China's yuan is likely to be granted inclusion by the International Monetary Fund (IMF) into its special drawing rights (SDR) basket of reserve currencies that include the U.S. dollar, euro, pound and yen. But even if and when the yuan is included, it will still have a very long way to go to rival the dollar’s preeminence as the international reserve currency of choice.

Recent events, including a sudden 2% devaluation of the yuan and the Chinese government's intervention in its plummeting stock market both signal that the yuan will not be challenging the dollar’s dominance any time soon.

Criteria for SDR Inclusion
The two primary criteria for inclusion in the SDR basket are that issuing countries of basket currencies possess the greatest value of exports over a five-year period and that their currencies are freely usable. The first ensures that only the currencies of countries that play a dominant role in the global economy qualify for inclusion, while the second requirement ensures that only currencies widely traded and used for international payments will be included.


While China’s significant place in international trade meets the first criteria. But whether or not the yuan meets the second criterion is less clear. Some argue that China’s exchange-rate interventions violate this second criteria. But the Deputy of the IMF’s Strategy, Policy, and Review Department has publicly stated that that the IMF's free-usability concept is “distinct from whether a currency is either freely floating or fully convertible.” For this reason, China’s management of the value of the yuan doesn’t exclude it from the IMF’s SDR reserve currency considerations. 

China’s Recent Interventions
Due to weaker-than-expected economic growth, The People's Bank of China recently devalued the yuan by almost 2% relative to the U.S. dollar for two consecutive days. Some argued the move was an act of currency manipulation by the Chinese central bank to boost exports. Regardless, the move may actually help the yuan gain acceptance into the SDR currency basket. The currency has been loosely pegged to the dollar for a number of years, and the latest devaluation is actually more consistent with a market-determined valuation. In fact, the devaluation was welcomed by the IMF, which made it clear that it would have no direct impact on China’s goal of earning reserve currency status.

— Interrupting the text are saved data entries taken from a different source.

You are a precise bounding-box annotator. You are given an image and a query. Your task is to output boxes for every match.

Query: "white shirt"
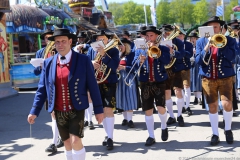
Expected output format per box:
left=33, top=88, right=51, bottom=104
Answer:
left=58, top=50, right=72, bottom=64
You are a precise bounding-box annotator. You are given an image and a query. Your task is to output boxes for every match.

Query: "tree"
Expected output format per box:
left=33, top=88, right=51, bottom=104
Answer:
left=169, top=0, right=193, bottom=28
left=224, top=0, right=238, bottom=22
left=208, top=0, right=219, bottom=17
left=156, top=0, right=171, bottom=26
left=108, top=2, right=124, bottom=25
left=192, top=0, right=209, bottom=24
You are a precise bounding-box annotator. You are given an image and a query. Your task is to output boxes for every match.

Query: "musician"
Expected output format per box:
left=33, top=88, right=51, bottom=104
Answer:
left=34, top=29, right=53, bottom=76
left=74, top=31, right=91, bottom=54
left=133, top=26, right=170, bottom=146
left=161, top=24, right=187, bottom=127
left=177, top=29, right=194, bottom=116
left=227, top=19, right=239, bottom=27
left=188, top=31, right=202, bottom=105
left=122, top=30, right=135, bottom=50
left=116, top=38, right=138, bottom=128
left=136, top=26, right=147, bottom=38
left=195, top=16, right=235, bottom=146
left=27, top=28, right=104, bottom=160
left=86, top=30, right=120, bottom=150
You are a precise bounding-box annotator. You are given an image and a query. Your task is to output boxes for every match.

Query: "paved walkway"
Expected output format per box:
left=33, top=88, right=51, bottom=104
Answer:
left=0, top=91, right=240, bottom=160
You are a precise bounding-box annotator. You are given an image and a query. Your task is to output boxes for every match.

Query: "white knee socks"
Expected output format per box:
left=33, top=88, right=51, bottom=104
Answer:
left=158, top=112, right=167, bottom=129
left=51, top=119, right=59, bottom=145
left=209, top=113, right=219, bottom=136
left=166, top=99, right=174, bottom=118
left=184, top=88, right=191, bottom=108
left=176, top=98, right=184, bottom=117
left=126, top=112, right=133, bottom=121
left=87, top=103, right=93, bottom=122
left=105, top=117, right=115, bottom=139
left=145, top=115, right=155, bottom=138
left=122, top=111, right=127, bottom=120
left=65, top=150, right=73, bottom=160
left=223, top=110, right=233, bottom=131
left=72, top=148, right=86, bottom=160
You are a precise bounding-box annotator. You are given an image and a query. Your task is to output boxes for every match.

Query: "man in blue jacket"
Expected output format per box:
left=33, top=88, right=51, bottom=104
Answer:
left=177, top=29, right=194, bottom=116
left=195, top=16, right=235, bottom=146
left=133, top=26, right=170, bottom=146
left=87, top=30, right=120, bottom=150
left=27, top=28, right=104, bottom=160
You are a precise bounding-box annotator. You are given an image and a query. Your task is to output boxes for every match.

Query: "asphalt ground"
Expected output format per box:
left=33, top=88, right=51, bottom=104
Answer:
left=0, top=91, right=240, bottom=160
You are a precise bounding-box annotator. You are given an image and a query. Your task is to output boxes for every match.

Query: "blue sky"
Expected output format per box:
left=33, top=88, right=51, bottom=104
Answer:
left=94, top=0, right=154, bottom=6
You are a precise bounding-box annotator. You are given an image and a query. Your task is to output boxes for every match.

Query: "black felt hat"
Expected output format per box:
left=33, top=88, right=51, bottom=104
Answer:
left=161, top=24, right=174, bottom=32
left=141, top=26, right=161, bottom=35
left=231, top=25, right=240, bottom=30
left=227, top=19, right=238, bottom=26
left=118, top=38, right=131, bottom=45
left=77, top=31, right=87, bottom=38
left=202, top=16, right=225, bottom=26
left=48, top=28, right=76, bottom=41
left=92, top=30, right=112, bottom=39
left=40, top=29, right=53, bottom=40
left=188, top=32, right=199, bottom=38
left=122, top=30, right=131, bottom=36
left=137, top=26, right=147, bottom=33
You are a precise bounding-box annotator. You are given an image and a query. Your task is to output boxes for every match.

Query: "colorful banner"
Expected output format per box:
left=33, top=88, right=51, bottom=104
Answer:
left=0, top=13, right=10, bottom=83
left=0, top=0, right=10, bottom=10
left=82, top=7, right=92, bottom=18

Nonetheless, other concerns center on the Chinese government's recent intervention to halt a nearly $4 trillion stock market rout. IMF Managing Director Christine Lagarde indicated that the intervention did not disqualify the yuan from inclusion, but she did say that the IMF still needs to do significant amount of work before arriving at a final decision. After the stock-market intervention, that decision may be postponed another nine months, until September 2016. Lagarde has also publicly stated that the real question is when the Chinese currency will be included, rather than whether it will.

SDR Inclusion and International Reserve Status
China’s inclusion into the SDR basket will bring a number of benefits, stabilizing the currency and relieving pressure on policymakers to suppress domestic demand that its banks keep a sufficient level of foreign currency reserves on hand.

For China, the yuan's reserve status holds a high symbolic value, but being included in the SDR basket does not bring it that much closer supplanting the dollar as the the de facto international reserve currency. Non-dollar currencies in the SDR currently comprise only 2% of the total reserves of central banks around the world.

To make the yuan a real competitor with the U.S. dollar, China will need to make a number of significant changes. America has partly gained its dominance through its extensive, open and credible financial markets. China still needs to prove that it is capable of providing a stable and transparent environment for similar financial markets to flourish. And its recent market interventions reveal that the country still has a long way to go to develop the kind of financial markets that will support the yuan as a reserve currency. 

The Bottom Line
China will likely earn the IMF’s official stamp of approval as an international reserve currency in the next year, joining the U.S. dollar, euro, pound and yen. But that will not necessarily give it equivalent status with those other currencies, especially the dollar. International desirability of a fiat currency depends on the perceived strength and credibility of the issuing nation’s government and financial markets. China’s recent stock market intervention hurt that credibility, delaying the ascension of the yuan as a true competitor with the U.S. dollar as the world’s preeminent reserve currency.